The exercise yielded a dozen short films (including one, Ditching, directed by Barber), ranging widely in interpretation—and in length, from 90 seconds to 30 minutes.
“We pretty much walk and talk like a film festival with a hint of music,” Schemel said. “I’d like to expand the music side a little bit more. Do more shows around the city, get more bands involved and have it be under our umbrella. The people are playing anyway—it’s a matter of seeing how we can promote them.”
“Besides,” he continued, “we’ve kinda cannibalized local filmmaking. We really didn’t have that many Sacramento feature submissions [this year].” With a laugh, Schemel added that next year, “we might want to pull back on one of the local programs to give them a little room to breathe.”
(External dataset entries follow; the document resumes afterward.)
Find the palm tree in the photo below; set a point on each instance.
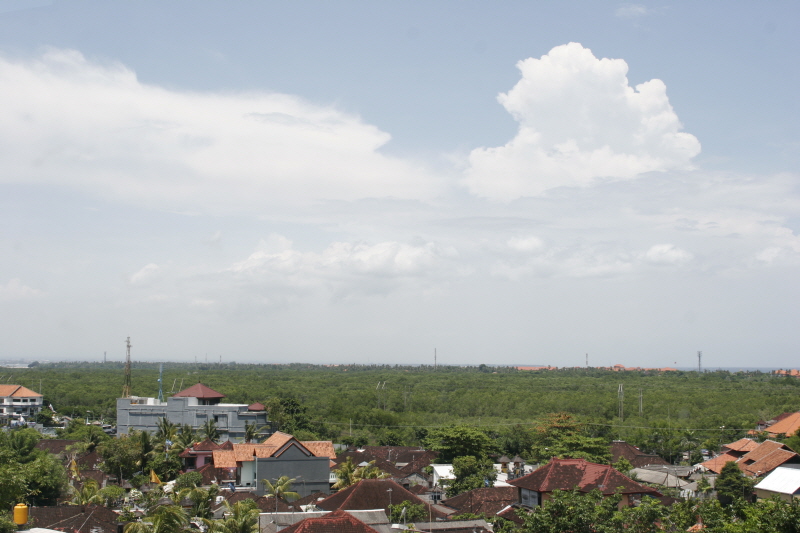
(345, 474)
(241, 517)
(164, 519)
(210, 431)
(87, 494)
(280, 489)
Of course, some may prefer to practice their craft breathlessly. “I’ve definitely wanted to take a try at a music video for a while, but it wouldn’t have happened without the festival,” said longtime filmmaker and Sac Music Seen newbie Bart Stevens, who contributed one of the program’s 20 videos this year. “I’ve approached a few local bands in the past, and we talked about the possibility, but nothing ever got off the ground. The festival set me up with a band that had submitted their music, so the band was just as motivated to get this made as I was.”
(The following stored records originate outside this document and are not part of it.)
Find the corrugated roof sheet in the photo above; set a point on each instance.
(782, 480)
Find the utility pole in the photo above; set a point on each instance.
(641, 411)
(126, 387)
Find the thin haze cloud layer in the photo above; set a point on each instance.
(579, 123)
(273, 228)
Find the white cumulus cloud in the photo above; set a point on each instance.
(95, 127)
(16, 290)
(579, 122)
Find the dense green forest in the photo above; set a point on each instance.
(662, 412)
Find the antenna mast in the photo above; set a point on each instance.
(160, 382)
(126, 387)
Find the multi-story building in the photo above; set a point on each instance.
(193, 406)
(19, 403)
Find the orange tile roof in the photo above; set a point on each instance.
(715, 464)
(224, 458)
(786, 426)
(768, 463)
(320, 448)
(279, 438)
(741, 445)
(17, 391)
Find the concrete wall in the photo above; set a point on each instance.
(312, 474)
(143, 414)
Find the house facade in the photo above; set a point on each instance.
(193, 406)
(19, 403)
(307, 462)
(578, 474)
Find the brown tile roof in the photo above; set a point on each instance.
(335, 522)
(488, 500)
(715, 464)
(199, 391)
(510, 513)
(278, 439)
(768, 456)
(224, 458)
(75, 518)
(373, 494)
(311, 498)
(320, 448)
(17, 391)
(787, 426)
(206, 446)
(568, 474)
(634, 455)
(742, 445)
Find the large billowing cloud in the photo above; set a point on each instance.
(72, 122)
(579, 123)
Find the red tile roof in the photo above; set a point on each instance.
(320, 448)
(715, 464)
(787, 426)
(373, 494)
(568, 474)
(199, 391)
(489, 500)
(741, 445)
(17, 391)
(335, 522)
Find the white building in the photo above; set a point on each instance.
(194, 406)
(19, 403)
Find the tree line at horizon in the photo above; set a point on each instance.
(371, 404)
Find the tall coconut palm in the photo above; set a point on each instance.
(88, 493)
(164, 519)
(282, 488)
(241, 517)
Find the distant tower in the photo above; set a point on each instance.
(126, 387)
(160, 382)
The band is Necro Beach, whose debut EP, Art Imitates Death, is due for release in August and will include Stevens’ video for “Blue Grave (she’d rather be).” That exposure, coupled with the video’s big-screen festival premiere, he said, “is about all you can ask for” from a first-time effort.
“I really dig the way it’s all-inclusive,” Necro Beach singer and guitarist Jesse Lee recalled of his own inaugural Sac Music Seen experience. “This band is really new, and it’s been a really cool opportunity learning how a video production works.”
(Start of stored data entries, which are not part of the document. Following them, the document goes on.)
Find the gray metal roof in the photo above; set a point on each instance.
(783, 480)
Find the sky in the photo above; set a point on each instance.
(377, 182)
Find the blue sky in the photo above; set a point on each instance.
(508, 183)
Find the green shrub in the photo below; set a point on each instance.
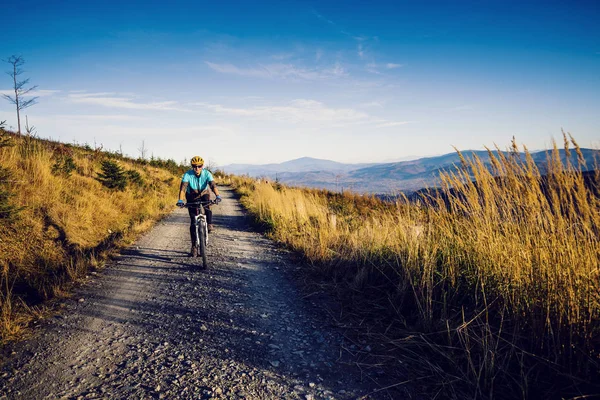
(8, 211)
(113, 176)
(134, 177)
(64, 166)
Notwithstanding occasional and inevitable creative differences (read: ego wars), Sac Music Seen has established a track record among local filmmakers and musicians as a win-win proposition. “When you get creative people together, you always worry that there’ll be a meltdown,” Schemel said. But, by and large, “people tend to be pretty good to each other.”“The whole film community is burgeoning here,” said Jason Bortz, a Capital Film Arts Alliance member who’s been variously involved with festival fare over the years and acted in several of this year’s local productions. “I think finally people are coming to the realization that we need to be unified. And Nate has taken a very grassroots approach. He’s very straightforward.”
“We’re gonna try to move to a 10-day event next year,” Schemel continued. “We need to expand the dates. Five days? We’re squished. There’s nothing else we can squeeze into our schedule.”
As Lee put it, “With enough of the right people involved, this thing could skyrocket. I commend these folks for simply making it work more than once! The fact that this is the seventh annual festival speaks to the tenacity, passion and dedication of the folks involved. I’m just damn lucky to be a small part of this thing.”